Im Gespräch ist uns aufgefallen, dass folgende Frage wieder auf den Tisch muss: Wie hängen Antifa, Männlichkeitsinszenierung und Mackertum zusammen? Es ist definitiv eine Aufgabe, das innerhalb der Szene kritisch zu diskutieren und zwar immer wieder. Für eine solche Diskussion stellt sich der Infoladen mit seinen Ressourcen zur Verfügung. Das richtet sich auch an (Bezugs-)Gruppen, die sich darüber austauschen möchten, was das mit ihnen selbst zu tun hat.

Weiter möchten wir aktiv unterstützen, dass Aufklärung geleistet wird: über das Patriarchat, über sexuelle und sexualisierte Gewalt, insbesondere gegen Frauen, über ihre psychischen Folgen und den Umgang damit. Es muss basierend darauf dringend innerhalb der Szene diskutiert werden, wie der Umgang mit Genoss*innen ist, die übergriffig werden und wie wir diejenigen unterstützen, die durch Übergriffe betroffen sind. Und diese Diskussion muss geführt werden, bevor Übergriffe passieren. Unsere Tür (und alles was damit zusammenhängt) ist offen für die Selbsthilfe/Unterstützung von Betroffenen.

Mit den Outcalls ist uns schmerzhaft bewusst geworden, dass es in Thüringen an Unterstützungsstrukturen für Betroffene aus der linken Szene heraus fehlt. Auch das muss bearbeitet werden (und wird es von einigen bereits).
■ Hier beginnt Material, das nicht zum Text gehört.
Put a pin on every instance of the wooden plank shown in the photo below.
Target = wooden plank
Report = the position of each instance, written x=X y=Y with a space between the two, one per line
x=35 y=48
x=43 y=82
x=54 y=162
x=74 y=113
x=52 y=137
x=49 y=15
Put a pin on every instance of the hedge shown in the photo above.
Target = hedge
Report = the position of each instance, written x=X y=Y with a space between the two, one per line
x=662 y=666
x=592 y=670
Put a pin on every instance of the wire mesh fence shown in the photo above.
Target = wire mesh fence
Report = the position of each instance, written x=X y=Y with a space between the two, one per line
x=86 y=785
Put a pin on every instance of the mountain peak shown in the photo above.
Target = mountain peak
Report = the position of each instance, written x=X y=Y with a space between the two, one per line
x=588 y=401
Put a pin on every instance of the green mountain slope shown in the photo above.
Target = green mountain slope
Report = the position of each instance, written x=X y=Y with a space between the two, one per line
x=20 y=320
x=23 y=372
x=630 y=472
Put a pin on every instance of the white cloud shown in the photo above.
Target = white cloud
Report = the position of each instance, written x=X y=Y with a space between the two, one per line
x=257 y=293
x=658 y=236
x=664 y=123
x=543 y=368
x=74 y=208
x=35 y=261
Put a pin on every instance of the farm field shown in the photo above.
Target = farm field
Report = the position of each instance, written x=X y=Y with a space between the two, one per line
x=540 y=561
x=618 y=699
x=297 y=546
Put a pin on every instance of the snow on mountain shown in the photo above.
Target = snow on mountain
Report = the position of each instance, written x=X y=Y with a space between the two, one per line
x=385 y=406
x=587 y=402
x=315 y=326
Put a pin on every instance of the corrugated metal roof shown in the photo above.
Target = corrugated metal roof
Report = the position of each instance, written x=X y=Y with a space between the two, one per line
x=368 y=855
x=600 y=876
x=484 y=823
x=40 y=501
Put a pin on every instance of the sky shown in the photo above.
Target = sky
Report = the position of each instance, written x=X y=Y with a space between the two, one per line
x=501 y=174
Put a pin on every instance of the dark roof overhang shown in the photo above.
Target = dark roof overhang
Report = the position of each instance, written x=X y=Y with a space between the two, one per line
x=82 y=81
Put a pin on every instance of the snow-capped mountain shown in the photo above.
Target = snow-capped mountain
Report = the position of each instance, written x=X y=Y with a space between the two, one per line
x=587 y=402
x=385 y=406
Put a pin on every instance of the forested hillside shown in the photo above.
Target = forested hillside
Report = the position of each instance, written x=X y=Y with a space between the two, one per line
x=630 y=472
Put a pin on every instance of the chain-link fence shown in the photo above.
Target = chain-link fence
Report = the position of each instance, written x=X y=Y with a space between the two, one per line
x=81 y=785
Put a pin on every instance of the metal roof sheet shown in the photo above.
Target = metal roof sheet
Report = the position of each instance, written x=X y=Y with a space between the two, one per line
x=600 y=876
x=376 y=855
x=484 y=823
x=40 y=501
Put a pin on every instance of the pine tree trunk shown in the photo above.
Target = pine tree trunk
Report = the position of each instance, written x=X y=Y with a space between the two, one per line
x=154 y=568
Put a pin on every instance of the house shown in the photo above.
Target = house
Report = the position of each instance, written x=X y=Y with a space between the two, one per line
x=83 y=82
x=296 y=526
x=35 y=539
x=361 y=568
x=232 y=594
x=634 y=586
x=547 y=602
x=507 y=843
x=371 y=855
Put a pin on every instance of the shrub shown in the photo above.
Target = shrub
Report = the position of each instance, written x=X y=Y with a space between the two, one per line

Und nicht zuletzt muss die politische Organisierung von FLINTA* gestärkt werden. Ob es der Infoladen mit seinen aktuell Aktiven schafft, zum Beispiel eine FLINTA*-Öffnungszeit zu stemmen, wissen wir noch nicht. Fühlt euch aber bitte angesprochen, wenn es heißt: bei uns könnt ihr undogmatische linke Politik und Subkultur machen. Der Laden ist zwar klein, aber vollgestopft mit Wissen und Möglichkeiten.

Nochmal anders: Wir leben in patriarchalen kapitalistischen Verhältnissen. Darin sind Diskriminierung, Unterdrückung und/oder Verfolgung an der Tagesordnung. Diese richten sich häufig in Form von Gewalt gegen Frauen und gegen Menschen, die sich nicht in eine heterosexuelle oder cis-geschlechtliche Schublade stecken lassen (wollen). Gegen diese Verhältnisse richtet sich unsere Politik. Wir wollen eine Gesellschaft, in der alle ohne Angst verschieden sein können. Mit den Outcalls aus Jena und Saalfeld, aber auch denen aus Erfurt und Gotha letztes Jahr ist mal wieder überdeutlich geworden, dass auch Antifaschist*innen Gewalt und sexistisches Verhalten ausüben. Manches davon haben Leute mitbekommen, ohne einzugreifen, anderes lief unterm Radar. So darf es nicht weitergehen. Innerhalb der Szene muss selbstkritisch reflektiert werden. Es muss antisexistisch aufgeklärt werden. Es müssen Strukturen geschaffen werden, an die sich betroffene Genoss*innen wenden können und die politische Organisierung von FLINTA-Genoss*innen muss unterstützt werden. Dafür steht der Infoladen zur Verfügung. Denn für die dort Aktiven ist klar: Wir sind an der Seite der Betroffenen.